Au-delà de ses crises individuelles, de sa prise de conscience progressive et hésitante, on assiste au triomphe de la femme : femme porteuse de vie (si Asya fait une fausse couche, sa sœur épouse d’un prisonnier politique est enceinte une deuxième fois) dans un cycle où la mort mène à la renaissance (la Cité des Morts est pleine de femmes et d’enfants nés ou à naître).

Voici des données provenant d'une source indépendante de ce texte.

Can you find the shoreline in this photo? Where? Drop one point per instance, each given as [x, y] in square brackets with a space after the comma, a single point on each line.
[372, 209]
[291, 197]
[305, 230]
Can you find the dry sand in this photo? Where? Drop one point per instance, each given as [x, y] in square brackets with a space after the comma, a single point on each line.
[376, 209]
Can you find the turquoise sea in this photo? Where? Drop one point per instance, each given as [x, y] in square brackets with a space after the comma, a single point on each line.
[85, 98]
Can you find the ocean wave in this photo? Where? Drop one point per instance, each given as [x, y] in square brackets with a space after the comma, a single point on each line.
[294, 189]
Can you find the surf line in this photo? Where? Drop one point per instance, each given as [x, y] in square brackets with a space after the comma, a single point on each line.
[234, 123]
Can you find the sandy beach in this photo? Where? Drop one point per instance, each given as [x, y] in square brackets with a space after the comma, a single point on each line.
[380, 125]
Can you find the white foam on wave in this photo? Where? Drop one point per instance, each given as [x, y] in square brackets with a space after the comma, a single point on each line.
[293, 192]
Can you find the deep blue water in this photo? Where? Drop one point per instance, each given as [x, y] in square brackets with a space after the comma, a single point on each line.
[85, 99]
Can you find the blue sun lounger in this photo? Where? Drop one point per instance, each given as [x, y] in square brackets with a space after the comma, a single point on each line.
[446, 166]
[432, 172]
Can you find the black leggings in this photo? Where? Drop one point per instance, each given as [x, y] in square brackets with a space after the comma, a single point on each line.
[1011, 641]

La faillite de l’homme est consommée : Saif, le glaive dans une femme frigide, remplacé par un pénis en plastique, l’oncle Hamid estropié… L’homme apparaît castré, incapable de faire la Loi. La parole masculine mortifère parce qu’elle enferme, qu’elle fait de la parole féminine quelque chose d’interdit, est, en fin de compte court-circuitée.

Cependant, la lecture politique du roman est assez pessimiste quant à l’avenir du Proche-Orient et de l’Egypte : malgré les promesses de l’ère Sadate, aucune issue n’est envisagée à la crise palestinienne, la situation politique et économique est de plus en plus dégradée en Egypte (pauvreté, montée du radicalisme religieux…). Un certain fatalisme devant l’inéluctabilité de cette situation contraste avec l’optimisme féminisant (on pourrait dire que In the Eye of the Sun est une version romancée de l’autobiographie de Leila Said, A Bridge through Time).

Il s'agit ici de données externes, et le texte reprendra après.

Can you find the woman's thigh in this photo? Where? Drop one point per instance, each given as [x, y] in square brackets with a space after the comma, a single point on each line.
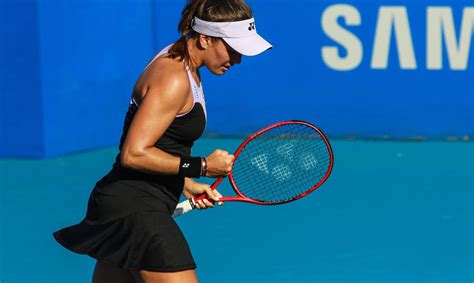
[188, 276]
[108, 273]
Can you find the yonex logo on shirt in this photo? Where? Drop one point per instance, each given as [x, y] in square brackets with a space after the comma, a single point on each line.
[252, 26]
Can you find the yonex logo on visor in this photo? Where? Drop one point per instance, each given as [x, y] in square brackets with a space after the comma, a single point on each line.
[252, 26]
[240, 35]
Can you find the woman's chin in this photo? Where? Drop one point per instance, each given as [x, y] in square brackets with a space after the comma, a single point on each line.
[218, 71]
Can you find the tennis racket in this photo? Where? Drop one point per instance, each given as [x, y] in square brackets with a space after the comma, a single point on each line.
[280, 163]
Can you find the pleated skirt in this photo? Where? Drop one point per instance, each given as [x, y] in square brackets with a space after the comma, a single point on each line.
[129, 224]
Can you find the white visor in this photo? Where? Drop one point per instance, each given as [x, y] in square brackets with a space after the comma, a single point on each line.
[240, 35]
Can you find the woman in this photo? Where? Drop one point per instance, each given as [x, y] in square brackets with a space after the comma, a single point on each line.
[128, 227]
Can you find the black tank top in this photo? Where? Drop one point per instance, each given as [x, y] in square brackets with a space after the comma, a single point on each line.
[177, 140]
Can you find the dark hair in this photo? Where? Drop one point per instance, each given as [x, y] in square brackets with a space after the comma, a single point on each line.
[207, 10]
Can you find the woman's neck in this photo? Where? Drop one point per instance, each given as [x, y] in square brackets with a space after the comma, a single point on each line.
[195, 58]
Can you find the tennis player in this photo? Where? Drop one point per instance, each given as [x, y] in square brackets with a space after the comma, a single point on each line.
[128, 226]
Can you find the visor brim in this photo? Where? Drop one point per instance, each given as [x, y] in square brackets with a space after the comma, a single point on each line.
[250, 45]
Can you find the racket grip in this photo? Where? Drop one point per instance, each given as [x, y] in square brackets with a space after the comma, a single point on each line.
[184, 207]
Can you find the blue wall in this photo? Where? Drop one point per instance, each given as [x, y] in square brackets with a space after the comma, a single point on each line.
[68, 68]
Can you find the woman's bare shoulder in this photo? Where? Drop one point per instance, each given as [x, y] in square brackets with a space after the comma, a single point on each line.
[164, 73]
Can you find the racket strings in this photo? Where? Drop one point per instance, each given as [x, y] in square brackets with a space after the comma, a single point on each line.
[282, 163]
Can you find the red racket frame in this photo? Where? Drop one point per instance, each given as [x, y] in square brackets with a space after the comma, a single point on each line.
[241, 197]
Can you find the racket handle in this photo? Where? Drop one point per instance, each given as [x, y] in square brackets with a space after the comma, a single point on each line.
[189, 204]
[184, 207]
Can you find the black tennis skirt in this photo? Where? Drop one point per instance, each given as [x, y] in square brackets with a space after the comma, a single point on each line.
[129, 224]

Ahdaf Soueif crée des personnages féminins (Asya et sa mère) qui, comme elle, étudient ou enseignent la littérature anglaise, ce qui explique les nombreuses références qui y sont faites. Plus originales sont celles, tout aussi nombreuses, aux chansons populaires anglaises des années 1970. De même, la localisation d’une partie de l’intrigue dans le Nord de l’Angleterre donne au roman un caractère sinon plus réaliste, du moins moins caricatural que ne le font les sempiternelles références à Londres ou à Oxford. Intéressantes aussi sont les comparaisons entre Le Caire et les grandes métropoles occidentales, qui se font toujours au profit du Caire.

Si les références culturelles sont occidentales, les préoccupations politiques sont résolument arabes et envisagées d’un point de vue arabe. L’absurdité des situations, le cynisme des dirigeants n’en sont pas pour autant occultés. L’auteur use de la dérision en juxtaposant des nouvelles brèves sans y ajouter de commentaire. Son ironie déstabilise plus que tous les discours.

In the Eye of the Sun est un roman de formation qui met en scène la recherche de la continuité d’un sujet fondamentalement instable, oscillant entre la nostalgie d’un passé représenté par la stabilité grand-parentale et parentale, un présent chaotique et un avenir problématique. Cette continuité passe par un ancrage dans une histoire familiale, dans l’histoire de l’Egypte et dans une culture littéraire britannique. Ce triple ancrage laisse espérer une unité pour un sujet éclaté et déstabilisé, que l’on discerne déjà dans la structure de ce roman mis en perspective par rapport aux nouvelles d’ Aisha, son brouillon.